Project

General

Profile

Some high-level notes on DAQ interface

Available tools

It appears information can be sent unprompted to RC in JSON (JavaScript Object Notation) format via 0MQ. Hierarchical data, somewhat similar to FHiCL and XML.

Configuration format

It seems like it would be appropriate to exclude artdaq-specific info from the configuration info in the database (e.g., number of event builders, parameters controlling the online monitoring modules, etc.) In other words, separate physics-relevant info (trigger table, etc.) from how that physics is collected.

JCF, 4/10/14 According to Erik, labeling of configurations is taken from Nova, and is high-level.
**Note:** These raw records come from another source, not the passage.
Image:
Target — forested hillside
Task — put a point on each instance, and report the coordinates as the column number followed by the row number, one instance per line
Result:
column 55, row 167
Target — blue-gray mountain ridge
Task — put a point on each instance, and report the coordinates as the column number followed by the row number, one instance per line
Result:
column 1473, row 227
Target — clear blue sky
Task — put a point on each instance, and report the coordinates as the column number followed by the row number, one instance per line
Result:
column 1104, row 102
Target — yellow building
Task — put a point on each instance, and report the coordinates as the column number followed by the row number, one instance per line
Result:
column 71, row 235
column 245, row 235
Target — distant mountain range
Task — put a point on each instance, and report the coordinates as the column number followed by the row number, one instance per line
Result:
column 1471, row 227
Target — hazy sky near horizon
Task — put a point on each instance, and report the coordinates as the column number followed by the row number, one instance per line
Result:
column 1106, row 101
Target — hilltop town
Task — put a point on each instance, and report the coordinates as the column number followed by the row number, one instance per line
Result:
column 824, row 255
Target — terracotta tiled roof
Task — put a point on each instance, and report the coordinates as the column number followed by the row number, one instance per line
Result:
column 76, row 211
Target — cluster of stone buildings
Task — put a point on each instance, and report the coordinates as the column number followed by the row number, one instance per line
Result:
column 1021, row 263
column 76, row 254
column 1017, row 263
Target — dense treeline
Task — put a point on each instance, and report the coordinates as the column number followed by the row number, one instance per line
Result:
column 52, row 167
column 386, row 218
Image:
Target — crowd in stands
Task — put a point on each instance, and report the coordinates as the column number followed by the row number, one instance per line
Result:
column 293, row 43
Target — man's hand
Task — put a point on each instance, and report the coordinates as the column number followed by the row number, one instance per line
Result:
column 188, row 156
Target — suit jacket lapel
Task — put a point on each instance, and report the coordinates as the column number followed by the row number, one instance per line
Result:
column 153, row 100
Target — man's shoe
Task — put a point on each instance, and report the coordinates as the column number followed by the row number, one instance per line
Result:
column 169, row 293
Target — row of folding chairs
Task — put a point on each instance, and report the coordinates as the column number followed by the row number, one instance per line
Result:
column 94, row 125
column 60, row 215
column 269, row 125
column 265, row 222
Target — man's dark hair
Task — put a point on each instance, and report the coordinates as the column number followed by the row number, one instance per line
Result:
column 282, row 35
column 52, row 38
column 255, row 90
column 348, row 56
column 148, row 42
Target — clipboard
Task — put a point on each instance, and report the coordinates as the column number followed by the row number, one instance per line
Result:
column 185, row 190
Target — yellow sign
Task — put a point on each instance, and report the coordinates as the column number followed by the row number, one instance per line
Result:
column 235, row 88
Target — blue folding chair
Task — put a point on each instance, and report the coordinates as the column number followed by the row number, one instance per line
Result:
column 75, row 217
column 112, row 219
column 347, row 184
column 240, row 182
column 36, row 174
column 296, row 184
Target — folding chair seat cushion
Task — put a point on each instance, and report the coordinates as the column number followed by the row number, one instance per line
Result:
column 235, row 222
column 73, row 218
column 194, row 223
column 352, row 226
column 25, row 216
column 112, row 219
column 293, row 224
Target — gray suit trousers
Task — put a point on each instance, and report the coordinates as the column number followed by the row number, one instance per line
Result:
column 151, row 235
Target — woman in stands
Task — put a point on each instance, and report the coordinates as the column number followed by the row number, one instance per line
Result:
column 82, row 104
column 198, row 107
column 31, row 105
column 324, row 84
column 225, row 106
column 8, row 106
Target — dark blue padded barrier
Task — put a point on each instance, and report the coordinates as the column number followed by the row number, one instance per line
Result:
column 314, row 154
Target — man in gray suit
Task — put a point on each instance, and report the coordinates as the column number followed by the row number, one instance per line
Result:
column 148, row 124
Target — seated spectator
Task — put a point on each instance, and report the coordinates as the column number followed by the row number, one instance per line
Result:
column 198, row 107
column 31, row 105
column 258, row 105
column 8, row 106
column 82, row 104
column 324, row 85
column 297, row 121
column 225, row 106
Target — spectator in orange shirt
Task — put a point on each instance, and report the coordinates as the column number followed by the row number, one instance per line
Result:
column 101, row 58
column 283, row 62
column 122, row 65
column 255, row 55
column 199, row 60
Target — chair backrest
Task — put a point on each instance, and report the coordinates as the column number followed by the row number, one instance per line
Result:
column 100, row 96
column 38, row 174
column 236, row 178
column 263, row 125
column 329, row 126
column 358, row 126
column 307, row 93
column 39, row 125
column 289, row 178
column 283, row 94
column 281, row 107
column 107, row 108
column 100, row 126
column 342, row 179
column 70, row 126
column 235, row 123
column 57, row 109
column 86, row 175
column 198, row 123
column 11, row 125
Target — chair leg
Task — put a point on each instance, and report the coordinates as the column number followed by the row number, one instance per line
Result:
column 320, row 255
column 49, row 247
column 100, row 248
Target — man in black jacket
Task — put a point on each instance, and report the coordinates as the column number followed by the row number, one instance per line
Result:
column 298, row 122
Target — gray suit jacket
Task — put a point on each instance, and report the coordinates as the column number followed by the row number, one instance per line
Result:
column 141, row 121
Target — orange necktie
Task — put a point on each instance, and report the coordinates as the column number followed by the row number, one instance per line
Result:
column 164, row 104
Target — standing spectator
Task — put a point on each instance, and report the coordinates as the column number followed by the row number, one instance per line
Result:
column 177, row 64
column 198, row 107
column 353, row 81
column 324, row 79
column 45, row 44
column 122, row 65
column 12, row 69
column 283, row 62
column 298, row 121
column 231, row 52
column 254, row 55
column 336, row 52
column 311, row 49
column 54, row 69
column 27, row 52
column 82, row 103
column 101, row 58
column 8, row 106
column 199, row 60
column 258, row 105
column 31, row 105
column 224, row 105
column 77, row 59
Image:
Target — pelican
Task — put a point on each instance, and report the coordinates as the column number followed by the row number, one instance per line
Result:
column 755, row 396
Not 100% clear what the information DAQ Interface will use to configure itself and artdaq will look like yet, but should be relatively easy to implement a "stub" to work with (e.g., an ASCII file with config info) in the meantime

Principles:

Don't let RC know there's a problem if it can be easily fixed

--Retries?

Transparency

If a problem can't be fixed, send RC a JSON object with as much info as possible (e.g., what time DAQ interface realized the problem occurred, which specific board reader / event builder caused the error should this be the case, what the error string was, etc.) [ _JCF, 4/10/14 Thinking on this has changed-- see below]
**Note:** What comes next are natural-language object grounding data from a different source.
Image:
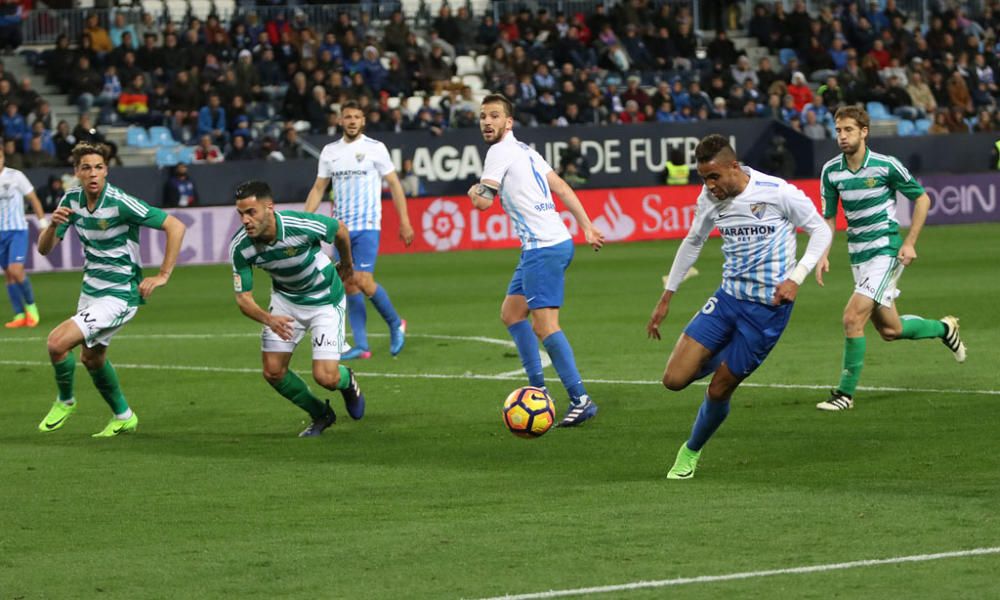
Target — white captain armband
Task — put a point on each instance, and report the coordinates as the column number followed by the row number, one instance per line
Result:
column 485, row 191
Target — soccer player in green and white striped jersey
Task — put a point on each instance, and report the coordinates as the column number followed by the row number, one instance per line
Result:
column 307, row 293
column 107, row 220
column 866, row 184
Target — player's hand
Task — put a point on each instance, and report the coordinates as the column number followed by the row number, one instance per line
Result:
column 785, row 292
column 907, row 254
column 345, row 271
column 61, row 215
column 659, row 313
column 823, row 266
column 594, row 237
column 151, row 283
column 281, row 325
column 406, row 233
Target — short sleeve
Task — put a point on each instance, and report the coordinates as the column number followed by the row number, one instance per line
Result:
column 497, row 163
column 242, row 272
column 829, row 195
column 382, row 160
column 901, row 181
column 137, row 212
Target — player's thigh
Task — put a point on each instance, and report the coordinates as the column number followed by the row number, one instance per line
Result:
column 327, row 330
column 878, row 279
column 271, row 341
column 758, row 330
column 101, row 318
column 543, row 276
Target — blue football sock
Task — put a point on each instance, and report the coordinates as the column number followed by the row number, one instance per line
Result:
column 527, row 347
column 357, row 314
column 385, row 308
column 710, row 416
column 14, row 291
column 562, row 359
column 27, row 292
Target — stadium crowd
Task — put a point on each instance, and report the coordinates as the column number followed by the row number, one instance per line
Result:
column 249, row 87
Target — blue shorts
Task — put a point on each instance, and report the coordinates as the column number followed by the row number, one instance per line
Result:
column 541, row 274
column 364, row 249
column 13, row 247
column 740, row 332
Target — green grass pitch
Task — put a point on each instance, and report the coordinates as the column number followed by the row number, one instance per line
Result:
column 429, row 497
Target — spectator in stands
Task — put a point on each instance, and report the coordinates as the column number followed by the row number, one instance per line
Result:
column 179, row 190
column 206, row 152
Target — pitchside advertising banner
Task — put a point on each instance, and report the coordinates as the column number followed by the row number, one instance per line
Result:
column 450, row 223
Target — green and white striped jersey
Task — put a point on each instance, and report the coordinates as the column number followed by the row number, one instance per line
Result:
column 299, row 269
column 869, row 200
column 110, row 238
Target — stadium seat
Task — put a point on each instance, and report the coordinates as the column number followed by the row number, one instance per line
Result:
column 166, row 157
column 786, row 54
column 161, row 136
column 137, row 137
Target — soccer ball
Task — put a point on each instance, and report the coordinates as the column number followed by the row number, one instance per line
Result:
column 528, row 412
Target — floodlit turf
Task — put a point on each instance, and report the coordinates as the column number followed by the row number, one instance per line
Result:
column 429, row 497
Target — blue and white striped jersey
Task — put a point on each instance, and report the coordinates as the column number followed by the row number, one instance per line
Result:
column 758, row 236
column 524, row 192
column 355, row 171
column 14, row 186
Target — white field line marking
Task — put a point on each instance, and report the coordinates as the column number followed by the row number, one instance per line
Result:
column 508, row 377
column 639, row 585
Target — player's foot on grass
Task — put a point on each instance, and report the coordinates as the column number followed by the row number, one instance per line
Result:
column 354, row 400
column 838, row 401
column 951, row 338
column 57, row 416
column 579, row 411
column 356, row 353
column 118, row 426
column 19, row 320
column 319, row 424
column 397, row 338
column 685, row 464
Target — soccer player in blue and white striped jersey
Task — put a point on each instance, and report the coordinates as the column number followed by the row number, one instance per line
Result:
column 14, row 189
column 354, row 166
column 739, row 325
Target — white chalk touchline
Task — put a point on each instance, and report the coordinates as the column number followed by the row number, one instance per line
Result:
column 640, row 585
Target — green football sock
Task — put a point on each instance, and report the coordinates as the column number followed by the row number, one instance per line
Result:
column 918, row 328
column 295, row 389
column 854, row 360
column 106, row 382
column 345, row 377
column 64, row 376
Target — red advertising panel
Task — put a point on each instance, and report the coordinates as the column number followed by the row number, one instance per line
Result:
column 623, row 215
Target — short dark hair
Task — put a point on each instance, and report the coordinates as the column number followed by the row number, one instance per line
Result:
column 87, row 148
column 508, row 106
column 712, row 147
column 254, row 188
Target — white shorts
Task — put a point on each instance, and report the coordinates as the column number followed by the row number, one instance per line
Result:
column 326, row 323
column 877, row 279
column 99, row 319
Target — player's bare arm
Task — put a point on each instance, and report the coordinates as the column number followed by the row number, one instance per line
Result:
column 282, row 325
column 174, row 229
column 659, row 314
column 342, row 242
column 908, row 251
column 483, row 193
column 48, row 239
column 823, row 266
column 562, row 189
column 315, row 197
column 399, row 201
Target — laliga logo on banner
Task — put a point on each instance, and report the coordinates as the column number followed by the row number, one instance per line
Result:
column 614, row 223
column 443, row 225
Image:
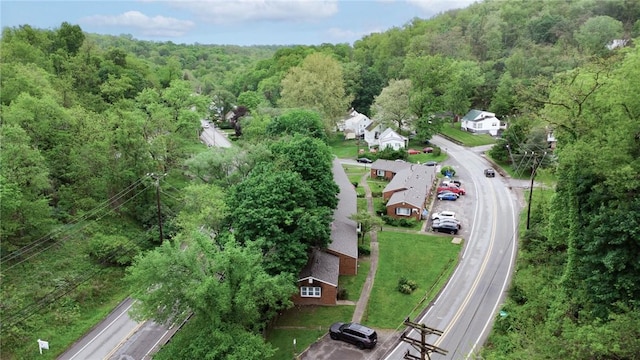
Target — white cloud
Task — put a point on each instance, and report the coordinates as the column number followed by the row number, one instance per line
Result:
column 234, row 11
column 434, row 7
column 149, row 26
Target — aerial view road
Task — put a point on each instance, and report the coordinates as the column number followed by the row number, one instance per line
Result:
column 466, row 308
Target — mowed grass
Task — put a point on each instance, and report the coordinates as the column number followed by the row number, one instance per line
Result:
column 466, row 138
column 426, row 259
column 306, row 324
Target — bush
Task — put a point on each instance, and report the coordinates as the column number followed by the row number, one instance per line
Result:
column 446, row 169
column 403, row 222
column 113, row 250
column 406, row 286
column 343, row 294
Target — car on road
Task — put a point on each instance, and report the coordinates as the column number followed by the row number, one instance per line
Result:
column 357, row 334
column 456, row 222
column 448, row 196
column 454, row 189
column 447, row 227
column 443, row 214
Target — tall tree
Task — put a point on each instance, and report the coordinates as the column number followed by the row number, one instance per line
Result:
column 393, row 107
column 317, row 84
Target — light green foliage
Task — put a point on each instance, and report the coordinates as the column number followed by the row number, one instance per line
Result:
column 317, row 84
column 221, row 282
column 113, row 249
column 597, row 32
column 392, row 106
column 204, row 208
column 292, row 122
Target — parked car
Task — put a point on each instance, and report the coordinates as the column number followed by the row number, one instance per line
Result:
column 454, row 189
column 443, row 214
column 447, row 227
column 448, row 196
column 360, row 335
column 448, row 181
column 456, row 222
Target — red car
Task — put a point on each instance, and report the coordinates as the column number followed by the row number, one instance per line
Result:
column 453, row 189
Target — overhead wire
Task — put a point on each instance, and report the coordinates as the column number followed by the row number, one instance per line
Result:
column 56, row 233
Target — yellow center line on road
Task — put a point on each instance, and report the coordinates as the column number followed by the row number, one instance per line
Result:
column 485, row 261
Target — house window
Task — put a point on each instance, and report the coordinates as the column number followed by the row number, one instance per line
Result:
column 310, row 291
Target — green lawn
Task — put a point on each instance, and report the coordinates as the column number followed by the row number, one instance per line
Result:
column 466, row 138
column 401, row 253
column 353, row 284
column 306, row 324
column 426, row 259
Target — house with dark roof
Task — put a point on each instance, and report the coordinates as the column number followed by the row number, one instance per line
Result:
column 407, row 192
column 318, row 280
column 386, row 169
column 482, row 122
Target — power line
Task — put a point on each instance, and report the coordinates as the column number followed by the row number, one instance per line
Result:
column 72, row 232
column 29, row 247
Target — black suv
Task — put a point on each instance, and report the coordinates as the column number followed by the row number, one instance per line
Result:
column 360, row 335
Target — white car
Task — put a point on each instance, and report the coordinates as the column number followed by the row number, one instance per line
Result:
column 443, row 214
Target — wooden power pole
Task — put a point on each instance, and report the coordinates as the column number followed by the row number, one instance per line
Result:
column 421, row 345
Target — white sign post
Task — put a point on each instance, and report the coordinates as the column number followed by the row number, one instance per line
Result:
column 43, row 345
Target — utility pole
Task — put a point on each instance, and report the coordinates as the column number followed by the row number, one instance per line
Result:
column 534, row 170
column 421, row 345
column 157, row 179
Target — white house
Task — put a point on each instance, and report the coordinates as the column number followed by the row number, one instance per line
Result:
column 482, row 122
column 387, row 138
column 355, row 124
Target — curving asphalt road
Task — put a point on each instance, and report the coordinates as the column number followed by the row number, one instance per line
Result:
column 468, row 305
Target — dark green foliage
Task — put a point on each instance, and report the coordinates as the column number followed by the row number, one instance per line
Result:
column 298, row 122
column 401, row 222
column 406, row 286
column 113, row 249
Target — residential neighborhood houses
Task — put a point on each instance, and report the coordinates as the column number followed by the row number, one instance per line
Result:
column 318, row 280
column 482, row 122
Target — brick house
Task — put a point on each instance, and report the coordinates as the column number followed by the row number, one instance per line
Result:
column 318, row 280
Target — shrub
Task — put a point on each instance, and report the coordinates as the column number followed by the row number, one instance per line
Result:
column 343, row 294
column 113, row 249
column 406, row 286
column 364, row 250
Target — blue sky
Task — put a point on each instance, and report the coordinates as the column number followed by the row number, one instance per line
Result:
column 222, row 22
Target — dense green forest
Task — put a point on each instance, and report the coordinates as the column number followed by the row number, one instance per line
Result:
column 95, row 128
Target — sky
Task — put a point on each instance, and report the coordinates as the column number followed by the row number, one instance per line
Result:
column 227, row 22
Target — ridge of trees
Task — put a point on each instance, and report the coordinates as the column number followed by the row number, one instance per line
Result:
column 85, row 117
Be poll-able at all times, and send as much info as is reasonably possible to send when polled

An example of what a response might look like, if RC queries DAQ interface when it seems to be taking an unusual amount of time to respond to a "stop" command while running, could be:

state: "running" 
transition_req: "stop" 
transition_complete: "no" 
any_errors: "yes" 
artdaq_state: "running" 
artdaq_transition_req: "stop" 

processes = [
boardreader1 : {last_req: "stop", status: "OK", response: "a longer string", time_of_response: "time_here"}
boardreader2 : {last_req: "stop", status: "error", response: "error message", time_of_response: "time_here"}
boardreader3 : {last_req: "stop", status: "OK", response: "a longer string", time_of_response: "time_here"}
.
.
.
]

In fact, this doesn't even need to be a response to a query -- DAQ interface, as soon as it receives an error from one of the processes, could just send this message up to RC via 0MQ unprompted. This way RC doesn't need to worry about a scenario where an error occurs, DAQ interface knows about it, but several seconds -- or worse -- go by without corrective action being applied. All of the parameters given above should be pretty self-explanatory, except for the fact that there's a "state" and an "artdaq_state"; this is because if, e.g., RC has only a "start" and a "stop" state, then at the artdaq level "start" would translate into an "initialize" followed by a "start", and if something goes wrong during the RC-level "start" it's worth knowing whether the actual error occurred because a boardreader process couldn't initialize its upstream hardware or because it could, but then there was a problem during its attempt to go into "running" mode.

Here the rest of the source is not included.